A sustentabilidade da banca portuguesa é um dos pontos que poderão vir a marcar a agenda financeira e política do próximo Governo, se este for chamado a pronunciar-se sobre a capitalização do sector, em particular, das instituições a operar na esfera estatal. Um tema sensível, por exigir envolvimento de dinheiro público, e que pode recuperar para a mesa das negociações a privatização da CGD, o que vai colocar uma linha vermelha no consenso entre blocos partidários.
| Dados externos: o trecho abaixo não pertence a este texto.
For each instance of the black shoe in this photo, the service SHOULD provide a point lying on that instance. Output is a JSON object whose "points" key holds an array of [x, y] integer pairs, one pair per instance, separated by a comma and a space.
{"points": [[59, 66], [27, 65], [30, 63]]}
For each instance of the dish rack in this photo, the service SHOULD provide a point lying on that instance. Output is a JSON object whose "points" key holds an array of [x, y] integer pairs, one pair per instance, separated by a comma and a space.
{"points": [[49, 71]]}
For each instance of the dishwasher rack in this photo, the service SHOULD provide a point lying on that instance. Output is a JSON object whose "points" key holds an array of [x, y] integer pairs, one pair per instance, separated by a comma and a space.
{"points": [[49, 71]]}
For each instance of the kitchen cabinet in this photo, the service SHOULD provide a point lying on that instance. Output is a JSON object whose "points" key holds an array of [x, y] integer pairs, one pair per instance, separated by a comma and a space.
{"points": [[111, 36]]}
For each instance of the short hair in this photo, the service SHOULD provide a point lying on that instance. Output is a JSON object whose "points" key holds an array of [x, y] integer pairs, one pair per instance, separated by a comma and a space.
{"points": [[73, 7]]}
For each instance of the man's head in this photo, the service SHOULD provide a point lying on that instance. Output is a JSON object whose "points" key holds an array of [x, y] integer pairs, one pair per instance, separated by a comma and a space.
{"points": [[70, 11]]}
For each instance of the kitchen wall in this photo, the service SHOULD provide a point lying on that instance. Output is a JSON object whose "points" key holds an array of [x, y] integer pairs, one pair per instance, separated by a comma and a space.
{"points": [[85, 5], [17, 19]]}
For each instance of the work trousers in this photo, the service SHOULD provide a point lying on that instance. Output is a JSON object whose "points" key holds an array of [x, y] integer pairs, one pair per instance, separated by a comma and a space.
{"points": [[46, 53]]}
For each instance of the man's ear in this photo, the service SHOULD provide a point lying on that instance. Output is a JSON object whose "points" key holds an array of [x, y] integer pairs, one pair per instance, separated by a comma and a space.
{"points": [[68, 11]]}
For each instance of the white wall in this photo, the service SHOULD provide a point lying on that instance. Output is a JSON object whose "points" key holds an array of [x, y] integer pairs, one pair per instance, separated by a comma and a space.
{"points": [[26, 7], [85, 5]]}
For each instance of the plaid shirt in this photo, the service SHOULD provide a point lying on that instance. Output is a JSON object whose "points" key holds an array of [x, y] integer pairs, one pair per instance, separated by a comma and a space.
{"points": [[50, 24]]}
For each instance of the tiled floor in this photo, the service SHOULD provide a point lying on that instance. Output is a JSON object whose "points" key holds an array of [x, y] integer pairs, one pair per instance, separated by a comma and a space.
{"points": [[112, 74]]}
Quando o novo primeiro-ministro chegar a São Bento, vai encontrar na sua secretária vários “barris de pólvora”. Um deles esconde a capitalização da banca portuguesa, em particular a da CGD e do Novo Banco, mas também a reestruturação do Banif, onde o Estado é, desde Dezembro de 2012, o accionista maioritário. Os três dominam cerca de 40% do mercado e a sua relação com o tesouro não é igual. A CGD é 100% pública. Já o Novo Banco e o Banif foram resgatados e aguardam por um comprador, mas, enquanto não transitarem para o domínio privado, terá de ser o Estado a garantir a sua solidez.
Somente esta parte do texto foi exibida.